Now, it is true that I have repeatedly cautioned against trusting too much in our emotional experience of God – at least, I have intended to do so. There is a specific reason for this. Our culture is consumeristic. That means we are constantly, daily, hourly, being bombarded by images, words, and jingles that are trying to convince us to buy something. Billboards, commercials, Web ads, radio ads, movie previews, spam, mass mailings – unless you live in a monastery (or go on retreat in one), you are positively besieged by consumer propositions. This is the air we breathe. Furthermore, what is the most effective way for these producers to convince you to buy their product? Is it by presenting you with a syllogism, an extended, rational defense of why you need a particular item and exactly how that item will add existential value to your life-experience? Hardly. The shortcut to your decision mechanism is through your instincts and emotions. A billboard doesn’t have time for syllogisms; it has to bypass your reason and grab you by manipulating your emotions, often subliminally. And so, from the time we were toddlers, we have been immersed in a cultural milieu saturated with expert emotional manipulation. As a result, we have been conditioned by this atmosphere to equate emotional experience with true value. This consumer conditioning has been further reinforced by the strong entertainment component that has emerged in our modern economies. Through technological developments, we have come to have much more time on our hands, which we tend to devote to entertainment, and entertainment (especially popular entertainment) stimulates, above all, the emotions.

The result of this is simply that in our culture we tend to depend too much on emotional experience and too little on the deeper experience of faith, virtue, and spiritual truth. If something doesn’t give us an emotional return pretty quickly, we tend to dispose of it or disregard it. This is why, for example, Dan Brown’s books are read by millions, while Tolstoy and Sienkiewicz are truly treasured by dozens. This is why, for example, more than half of Internet traffic is directed to pornography Web sites. This is why, for example, it is so hard for most of us to spend 30 minutes in silence and prayer without distractions, and so easy to pay full attention to a two-hour Hollywood film.

Stepping towards Maturity

To actually grow in our relationship with God, therefore, we need to wean ourselves off an over-dependence on emotional experience. This doesn’t mean we should stifle emotional experience – that would be inhuman. Rather, we need to learn to govern our emotions instead of being governed by them. We need to learn to evaluate our lives, relationships, and activities not primarily according to how we feel on an emotional level, but according to what we know to be true on the level of our reason enlightened by our Catholic faith. This is the path to recover the true interior harmony that will enable us to experience the deeper satisfactions of spiritual experience, an experience which gradually brings our emotions into sync with our faith. This is the path to Christian joy and peace, which are so deep that they turn crosses into resurrections and so contagious that they turn victims into victors.
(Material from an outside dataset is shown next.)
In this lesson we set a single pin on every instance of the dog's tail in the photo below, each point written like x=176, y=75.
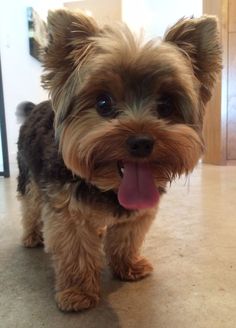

I do not want to disparage emotional experience in our Christian journey: God also works through that experience. I only want to encourage spiritual maturity. And in a world like ours, that may require over-emphasizing, at least a little bit, the dangers of emotionalism.

I hope this has helped to dispel your confusion. In future posts I will try to discuss more often the positive role that emotions can have in our spiritual life, so as to avoid giving the wrong impression that we should all become Puritans.